Opening the Race Plugin Seam: Splitting PlayerState
Issue #164 was a small one by description: PlayerState is package-private and RaceModel takes it as a parameter, so external race implementations (required by #74) can’t implement the interface. Make PlayerState public.
The obvious fix is one access modifier. I didn’t want the obvious fix.
PlayerState was doing three things: holding game state (units, buildings, minerals), holding EmulatedGame’s physics machinery (movement targets, cooldowns, production queues, pending completions), and holding the enemy retreat buffer (stagingArea). Making that class public with the physics fields exposed would have handed external plugin authors a type polluted with EmulatedGame internals. That’s a stable API in the same way a leaky pipe is a plumbing fixture.

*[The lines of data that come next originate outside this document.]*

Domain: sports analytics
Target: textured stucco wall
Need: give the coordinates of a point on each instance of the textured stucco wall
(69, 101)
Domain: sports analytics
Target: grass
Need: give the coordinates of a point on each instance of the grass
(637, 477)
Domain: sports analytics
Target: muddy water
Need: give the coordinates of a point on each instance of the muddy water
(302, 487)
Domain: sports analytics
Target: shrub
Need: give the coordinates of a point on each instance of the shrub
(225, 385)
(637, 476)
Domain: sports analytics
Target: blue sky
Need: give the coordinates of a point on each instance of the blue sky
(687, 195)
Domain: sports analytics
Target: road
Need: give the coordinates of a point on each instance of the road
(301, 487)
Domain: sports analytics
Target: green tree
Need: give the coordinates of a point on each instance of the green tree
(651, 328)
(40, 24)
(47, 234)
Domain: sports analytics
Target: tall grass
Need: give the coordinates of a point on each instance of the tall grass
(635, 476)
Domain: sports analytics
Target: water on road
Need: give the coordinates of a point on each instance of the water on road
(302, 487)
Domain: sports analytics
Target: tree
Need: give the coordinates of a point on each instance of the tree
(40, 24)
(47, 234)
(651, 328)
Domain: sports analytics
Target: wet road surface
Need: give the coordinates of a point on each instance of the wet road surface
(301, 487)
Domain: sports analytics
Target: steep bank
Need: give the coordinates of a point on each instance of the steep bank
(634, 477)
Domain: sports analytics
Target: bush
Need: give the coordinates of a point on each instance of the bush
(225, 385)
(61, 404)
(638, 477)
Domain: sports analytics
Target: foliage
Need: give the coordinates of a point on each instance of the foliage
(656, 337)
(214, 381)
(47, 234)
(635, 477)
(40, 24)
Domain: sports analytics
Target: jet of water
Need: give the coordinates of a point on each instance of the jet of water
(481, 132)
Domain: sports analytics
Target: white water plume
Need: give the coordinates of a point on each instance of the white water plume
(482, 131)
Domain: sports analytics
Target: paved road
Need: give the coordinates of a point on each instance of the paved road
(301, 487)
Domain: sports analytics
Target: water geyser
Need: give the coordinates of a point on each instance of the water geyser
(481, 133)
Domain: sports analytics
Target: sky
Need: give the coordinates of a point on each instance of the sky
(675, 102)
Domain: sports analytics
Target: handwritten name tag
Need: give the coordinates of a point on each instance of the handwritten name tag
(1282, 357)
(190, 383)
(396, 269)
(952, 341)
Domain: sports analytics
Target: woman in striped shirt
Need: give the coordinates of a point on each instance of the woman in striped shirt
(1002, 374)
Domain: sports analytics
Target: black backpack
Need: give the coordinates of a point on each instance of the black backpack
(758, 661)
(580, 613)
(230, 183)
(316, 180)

The design conversation settled on a three-way split. PlayerState keeps only game state — the fields that make sense to a race model plugin. A new PhysicsState (package-private) takes the seven maps that EmulatedGame uses internally: unit targets, cooldowns, blink cooldowns, building queues, training timers, completion callbacks. The stagingArea — the enemy retreat buffer — moves to EnemyBehavior, where it belonged semantically all along.
That last one was obvious in hindsight. The staging area is wave management state. It has nothing to do with the player’s game state or EmulatedGame’s physics. It was in PlayerState because early PlayerState was a grab bag.
The public API on PlayerState is split along one clear line: public methods are semantic operations meaningful to a race plugin (addUnit, setMinerals, addSupply), package-private methods are bulk structural operations for the physics engine (replaceAllUnits, removeUnitsWhere). The removeUnitsWhere bulk op returns the removed units as a List<Unit> — that’s not obvious but necessary. The dead-unit cleanup in resolveCombat needs to remove from three physics maps for each dead unit. Without the returned list, you’d need a separate pre-collect pass. With it, the cleanup reads naturally.
The spec review cycle caught a real bug before any code was written. The resolveCombat code example in the spec had u.hp() <= 0 — there is no .hp() accessor on Unit. The correct method is .health(). Claude flagged it during the second review pass. One of those things that would have compiled fine and then failed subtly at runtime if the spec example had been copied blindly.
We migrated the three race model implementations to the new public API alongside the refactor, not after. This was deliberate: the only way to know the public API surface is complete is to use it. Terran’s MULE calldown, Zerg’s larva cycle and EGG lifecycle, Protoss’s Pylon supply — all exercised through the typed methods. If anything had been missing, the migration would have caught it.
841 tests pass. RaceModel, ProductionResult, and RaceModelFactory are public. External implementations can now implement RaceModel against a clean, stable PlayerState. The installation mechanism — how EmulatedGame accepts an external model — stays package-private until #74 designs it properly. That’s tracked in #165.